The majority’s interpretation of the Fifth Circuit’s opinion is highly questionable. Because a grant of deferred action renders DACA recipients eligible for certain benefits and work authorization, it is far from clear that the Department could separate DACA’s “forbearance component” from the major benefits it conferred without running into yet another APA problem. The majority points to the fact that, under the Patient Protection and Affordable Care Act of 2010, relevant regulations exclude those receiving deferred action through DACA from coverage. But that misses the point. Those regulations were promulgated before “anyone with deferred action under the DACA process applie[d]” for those benefits. By contrast, DACA recipients have been eligible for and have received Medicare, Social Security, and work authorization for years. DHS therefore is not writing on a blank slate. Under the majority’s rule, DHS would need to amend all relevant regulations and explain why all recipients of deferred action who have previously received such benefits may no longer receive them. Alternatively and perhaps more problematically, it would need to provide a reason why other recipients of deferred action should continue to qualify, while DACA recipients should not. It thus seems highly likely that the majority’s proposed course of action would be subject to serious arbitrary and capricious challenges.

Roberts certainly knows that trying to modify dozens of regulations would be problematic. He does not seriously expect the administration to take these steps on remand. Nor did he expect the administration to revise the census form last summer. He dangles a meaningless offer of relief–one last chance!–to assuage his perverse sense of minimalism.

Eighth, Roberts also holds that Dukes failed to adequately consider reliance interests. In other words, even if Dukes jumped through hoop the fecund mind of John Roberts can concoct to survive A&C review, the memo was still inadequate. Why? Roberts has more hoops to jump through:

Had Duke considered reliance interests, she might, for example, have considered a broader renewal period based on the need for DACA recipients to reorder their affairs. Alternatively, Duke might have considered more accommodating termination dates for recipients caught in the middle of a time-bounded commitment, to allow them to, say, graduate from their course of study, complete their military service, or finish a medical treatment regimen. Or she might have instructed immigration officials to give salient weight to any reliance interests engendered by DACA when exercising individualized enforcement discretion.

No memorandum can possibly touch all the bases. It is impossible. And now, even if the agency attempts to issue a new memorandum, district courts around the country will use Roberts’s dictum as a checklist. The failure to consider and address these issues renders the rescission unlawful.

This sort of narrow tailoring exceeds strict scrutiny, the kind Roberts would not apply in any other context. Not for Free Speech. Not for substantive due process. Certainly not for the Second Amendment.

***

I sincerely hope this case is a ticket good for one ride on the John Roberts express.
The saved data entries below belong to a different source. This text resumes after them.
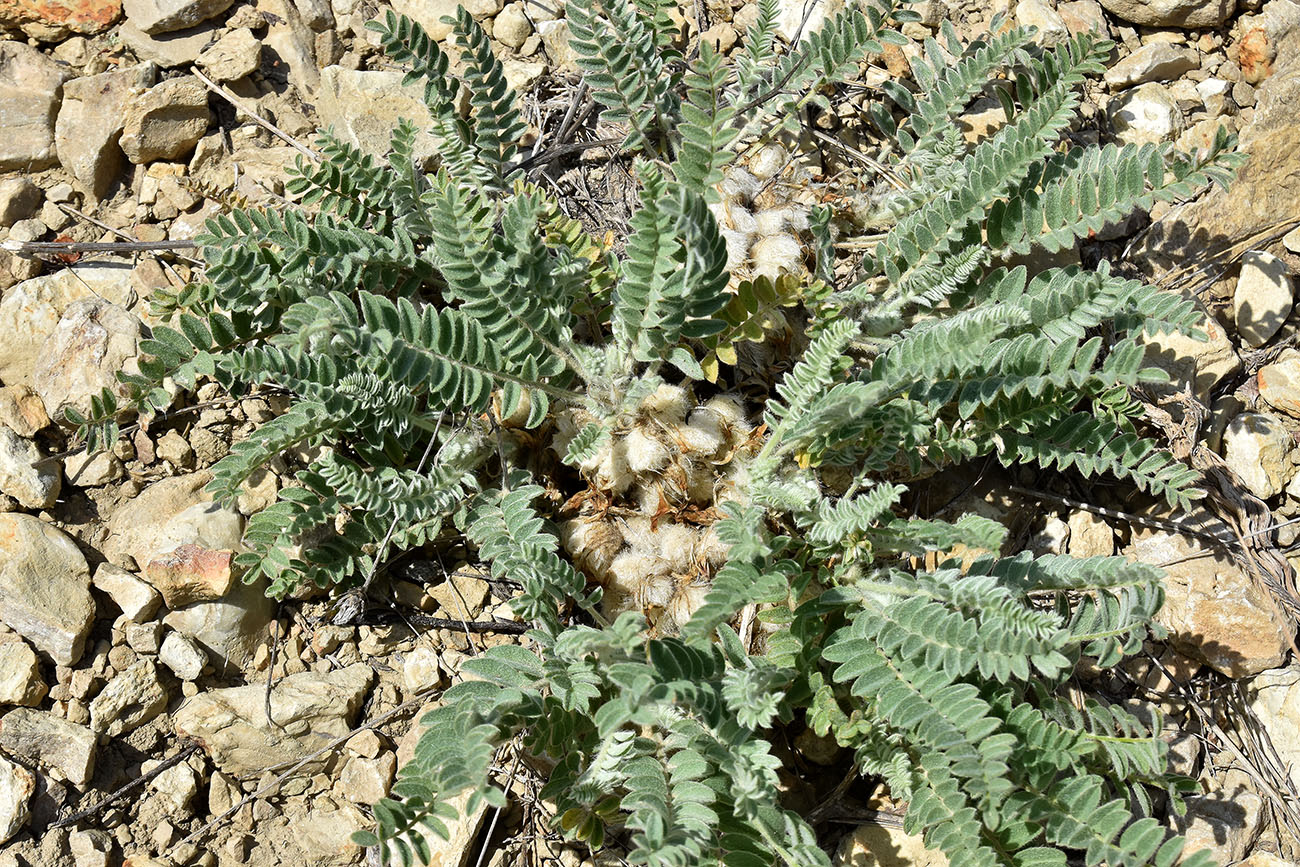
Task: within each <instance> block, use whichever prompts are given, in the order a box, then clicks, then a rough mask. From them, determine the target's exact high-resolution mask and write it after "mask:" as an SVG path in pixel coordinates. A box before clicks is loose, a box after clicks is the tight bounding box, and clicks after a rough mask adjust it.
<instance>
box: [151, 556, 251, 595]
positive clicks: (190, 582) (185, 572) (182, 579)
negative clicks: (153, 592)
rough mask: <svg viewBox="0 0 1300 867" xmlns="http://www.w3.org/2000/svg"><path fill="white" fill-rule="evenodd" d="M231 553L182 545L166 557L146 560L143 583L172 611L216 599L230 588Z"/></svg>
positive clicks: (230, 573) (231, 577) (233, 581)
mask: <svg viewBox="0 0 1300 867" xmlns="http://www.w3.org/2000/svg"><path fill="white" fill-rule="evenodd" d="M233 559H234V554H233V552H231V551H212V550H208V549H205V547H201V546H198V545H182V546H181V547H178V549H175V550H174V551H172V552H170V554H166V555H164V556H160V558H159V559H156V560H149V564H148V565H147V567H146V568H144V580H146V581H148V582H149V584H152V585H153V588H155V589H156V590H157V591H159V593H161V594H162V599H164V601H165V602H166V604H168V607H169V608H172V610H175V608H182V607H185V606H187V604H191V603H194V602H211V601H213V599H220V598H221V597H224V595H226V593H229V591H230V588H231V585H233V584H234V578H235V576H234V572H233V571H231V568H230V567H231V560H233Z"/></svg>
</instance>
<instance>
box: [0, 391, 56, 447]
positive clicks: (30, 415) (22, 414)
mask: <svg viewBox="0 0 1300 867" xmlns="http://www.w3.org/2000/svg"><path fill="white" fill-rule="evenodd" d="M0 425H4V426H6V428H9V430H12V432H14V433H16V434H18V435H19V437H35V435H36V432H39V430H40V429H43V428H45V426H47V425H49V415H47V413H45V404H44V403H42V402H40V395H38V394H36V393H35V391H32V390H31V389H30V387H29V386H25V385H6V386H4V387H0Z"/></svg>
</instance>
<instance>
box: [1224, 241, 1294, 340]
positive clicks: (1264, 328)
mask: <svg viewBox="0 0 1300 867" xmlns="http://www.w3.org/2000/svg"><path fill="white" fill-rule="evenodd" d="M1294 302H1295V296H1294V290H1292V287H1291V277H1290V274H1287V264H1286V263H1284V261H1282V260H1281V259H1278V257H1277V256H1274V255H1271V253H1266V252H1264V251H1260V250H1252V251H1249V252H1247V253H1244V255H1243V256H1242V274H1240V277H1238V279H1236V292H1235V294H1234V295H1232V316H1234V317H1235V318H1236V333H1238V334H1240V335H1242V339H1243V341H1244V342H1245V344H1247V346H1249V347H1252V348H1258V347H1261V346H1264V344H1265V343H1268V342H1269V339H1270V338H1271V337H1273V335H1274V334H1277V333H1278V329H1281V328H1282V324H1283V322H1286V321H1287V316H1290V315H1291V305H1292V304H1294Z"/></svg>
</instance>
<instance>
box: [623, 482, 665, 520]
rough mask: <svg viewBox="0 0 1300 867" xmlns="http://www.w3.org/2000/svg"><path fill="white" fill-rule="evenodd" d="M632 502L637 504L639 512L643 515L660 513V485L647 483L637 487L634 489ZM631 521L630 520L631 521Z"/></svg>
mask: <svg viewBox="0 0 1300 867" xmlns="http://www.w3.org/2000/svg"><path fill="white" fill-rule="evenodd" d="M630 497H632V500H633V502H634V503H636V504H637V511H638V512H641V513H642V515H654V513H655V512H658V511H659V498H660V493H659V485H656V484H654V482H647V484H642V485H636V486H634V487H633V489H632V494H630ZM629 520H630V519H629Z"/></svg>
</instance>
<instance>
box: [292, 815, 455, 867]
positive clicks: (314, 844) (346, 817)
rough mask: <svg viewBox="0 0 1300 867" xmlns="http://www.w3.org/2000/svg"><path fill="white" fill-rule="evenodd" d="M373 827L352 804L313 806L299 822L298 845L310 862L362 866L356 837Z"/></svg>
mask: <svg viewBox="0 0 1300 867" xmlns="http://www.w3.org/2000/svg"><path fill="white" fill-rule="evenodd" d="M372 827H373V823H372V822H370V820H369V819H367V818H365V814H364V812H361V811H360V810H357V809H356V807H354V806H352V805H350V803H347V805H341V806H324V805H322V806H317V807H313V809H312V810H311V811H308V812H307V815H304V816H303V818H302V819H300V820H299V822H298V824H296V833H298V836H296V837H295V842H296V844H298V845H299V848H300V849H302V851H303V854H304V855H305V858H307V863H311V864H318V866H320V867H347V866H348V864H355V863H357V861H360V858H361V854H363V850H361V848H360V846H357V845H356V844H355V842H352V835H354V833H355V832H357V831H365V829H369V828H372ZM438 863H439V862H435V861H430V862H428V866H429V867H438ZM458 863H459V855H458ZM446 867H451V864H450V863H448V864H447V866H446Z"/></svg>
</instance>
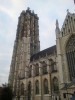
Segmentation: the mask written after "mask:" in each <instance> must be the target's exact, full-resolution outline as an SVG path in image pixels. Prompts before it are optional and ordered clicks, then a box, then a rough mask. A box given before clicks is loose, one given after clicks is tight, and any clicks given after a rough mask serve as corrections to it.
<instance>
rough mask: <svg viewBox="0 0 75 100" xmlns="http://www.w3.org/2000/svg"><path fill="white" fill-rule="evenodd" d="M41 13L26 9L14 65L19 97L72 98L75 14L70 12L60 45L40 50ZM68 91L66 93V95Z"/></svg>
mask: <svg viewBox="0 0 75 100" xmlns="http://www.w3.org/2000/svg"><path fill="white" fill-rule="evenodd" d="M38 19H39V18H38V16H37V15H36V14H34V12H33V11H31V10H30V9H29V8H28V9H27V10H26V11H22V13H21V15H20V17H19V22H18V28H17V33H16V40H15V44H14V50H13V56H12V61H11V66H10V75H9V84H10V85H11V87H12V89H13V92H14V95H15V98H14V99H16V100H69V99H70V97H71V96H72V95H71V93H73V92H74V88H75V87H74V78H75V14H72V13H70V12H67V15H66V18H65V21H64V23H63V26H62V28H61V30H60V29H59V23H58V20H56V29H55V33H56V45H54V46H52V47H49V48H47V49H45V50H42V51H40V41H39V25H38ZM64 93H65V94H64Z"/></svg>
This framework, if taken seriously–which I do not–would make it impossible for any agency to modify an old policy that is in effect. There will always be countless ways to address reliance interests. My prediction: the DACA case will soon be treated like the APA analysis in the Census case. Another blip in administrative law that was only needed for the moment.

Of course, there may be an upside. If President Trump loses in November, his administration could rush through a package of questionable executive actions, on which people will quickly rely upon, rendering it impossible for President Biden to rescind them. I’m sure Roberts will find a way to respond in kind.